My seven brothers and sisters testify to the reality that families come in all sizes, shapes and colors. We range in shades from straight coffee to cafe latte to cream.
My daughter’s mother is Japanese, and since birth my daughter has had two households. I understand how unusual this is in Japan, but for her it’s normal. That her mother and I do not live together is more of a logistical reality than the emotional handicap that some people might think. The important thing is that it works for us.
The reactions we get range from confusion to concern to censure. But the questions are the real gems.
“So, how does she eat?” Usually with her mouth.
“So what do you do when your wife is not there?” Same thing I did yesterday.
Twice my daughter and I went to Australia for three-month missionary training. (Yes, there is a God.) The first time, I toilet-trained her and the second time she learned to swim in the Indian Ocean. Just last summer she went to the United States by herself.
Oh, she is still very much a little girl. This spring she gave me this priceless explanation of why the plants were out of their pots: “But I just wanted to see how they ate and went to the bathroom, Daddy.” OK, Mary.
There are two kinds of people in the world: those who yell at small kids and those who are aghast at the idea. As the former can attest, the latter have never been a parent. I often consider parenting to be the most exhilarating and humiliating human experience. I have felt wonder, magic, shame and contrition all in the course of 24 hours. But this is the fate and joy of parenting, and I would not trade the ride for anything in the world. I love being a father.
As a single parent you don’t get to pass the baton. You are on your own. The parent-child relationship can be intense. When I lost it one night in Australia and Mary put on her coat “to go back to Japan,” I was the one who had to take a step back and make things better.
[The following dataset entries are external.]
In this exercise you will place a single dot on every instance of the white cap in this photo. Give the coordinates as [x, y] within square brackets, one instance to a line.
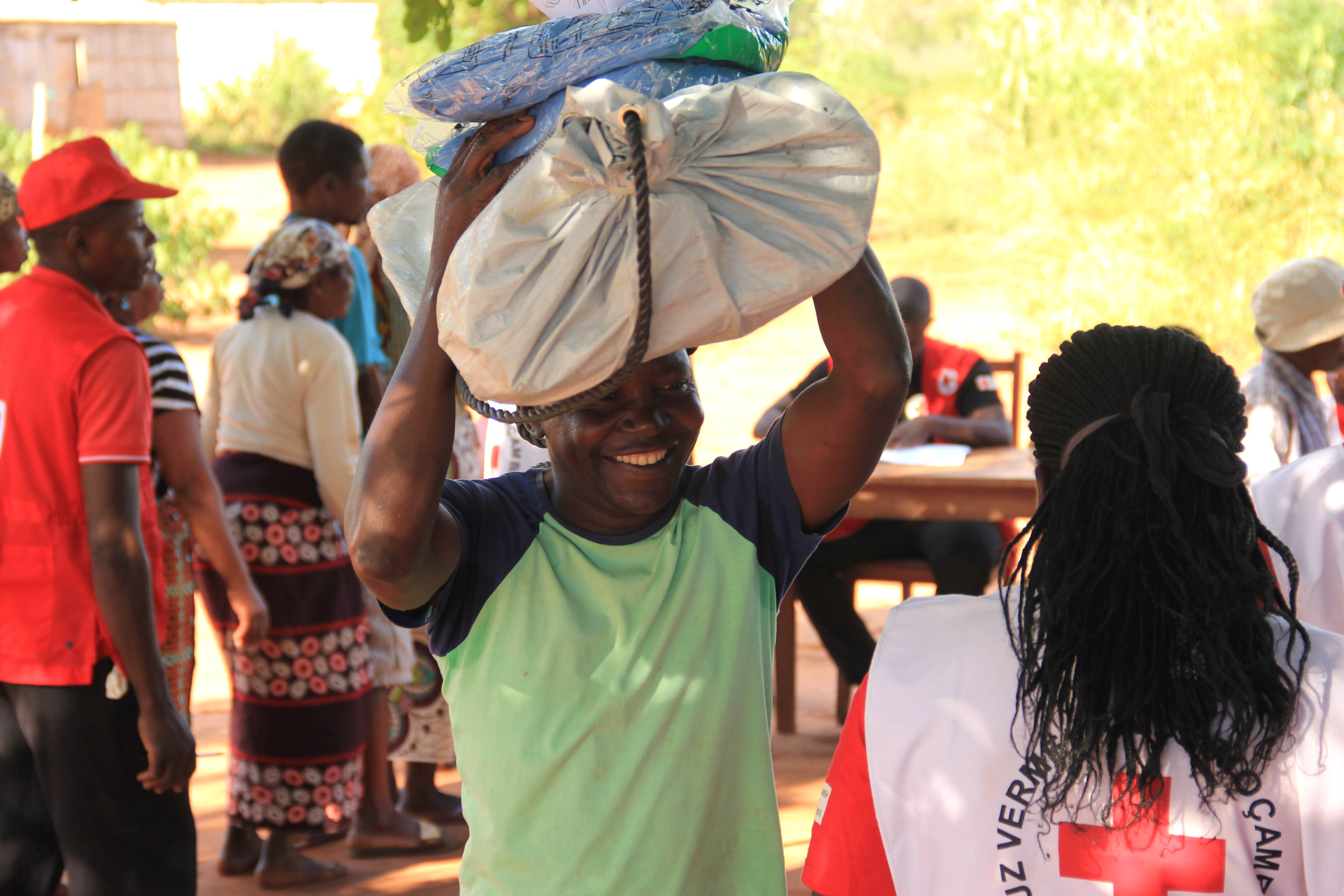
[1300, 305]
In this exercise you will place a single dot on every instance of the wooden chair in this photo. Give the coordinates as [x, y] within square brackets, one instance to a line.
[1015, 369]
[904, 571]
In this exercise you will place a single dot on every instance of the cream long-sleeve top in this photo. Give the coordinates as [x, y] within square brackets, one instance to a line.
[285, 389]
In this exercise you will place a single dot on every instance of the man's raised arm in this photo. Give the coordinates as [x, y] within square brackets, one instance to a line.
[404, 545]
[835, 432]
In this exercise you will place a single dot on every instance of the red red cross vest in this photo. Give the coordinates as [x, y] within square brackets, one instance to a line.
[957, 804]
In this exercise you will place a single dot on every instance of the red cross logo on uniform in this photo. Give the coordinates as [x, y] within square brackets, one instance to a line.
[1143, 859]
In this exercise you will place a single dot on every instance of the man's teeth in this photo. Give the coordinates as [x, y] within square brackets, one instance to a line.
[642, 460]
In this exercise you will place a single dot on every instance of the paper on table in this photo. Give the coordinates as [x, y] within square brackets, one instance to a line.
[928, 456]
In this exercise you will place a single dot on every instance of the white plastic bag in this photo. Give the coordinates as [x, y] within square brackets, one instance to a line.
[761, 194]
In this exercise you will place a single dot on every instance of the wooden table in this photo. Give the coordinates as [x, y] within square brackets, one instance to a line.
[994, 484]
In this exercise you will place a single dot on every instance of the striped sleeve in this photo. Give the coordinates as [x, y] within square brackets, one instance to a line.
[169, 378]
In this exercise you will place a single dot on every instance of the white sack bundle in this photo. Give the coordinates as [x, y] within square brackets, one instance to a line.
[761, 194]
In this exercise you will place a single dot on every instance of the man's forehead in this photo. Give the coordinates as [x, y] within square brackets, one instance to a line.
[678, 361]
When I fractured my arm, I gave baths and changed diapers with one hand.
While this does not necessarily make me a better parent, I feel it does set me apart from other fathers. Whereas they can ask their wife to do something, I am not afforded this luxury. And contrary to conventional wisdom, men are quite capable of handling household tasks. I know, because my daughter does not starve nor run around naked. Here’s another gem — “You cook and sew?” Not when the maid is around.
I doubt we look like your parents or family, but I assure you I am a parent and we are a family. This is not some part-time gig until something better comes along. I don’t have “my time with Mary” nor do I “play Daddy.” And least of all, my daughter does not need any sympathy, as anyone who has ever met her knows. Whether she becomes a full-blown terrorist is anyone’s guess. However, she has a mother and father who love her very much and she knows who these people are in her life. What she decides to do or become is up to her.
So families of all stripes and shapes, get up and shake your pride. Sing it like Sister Sledge, “We are family — all my brothers and sisters and me!”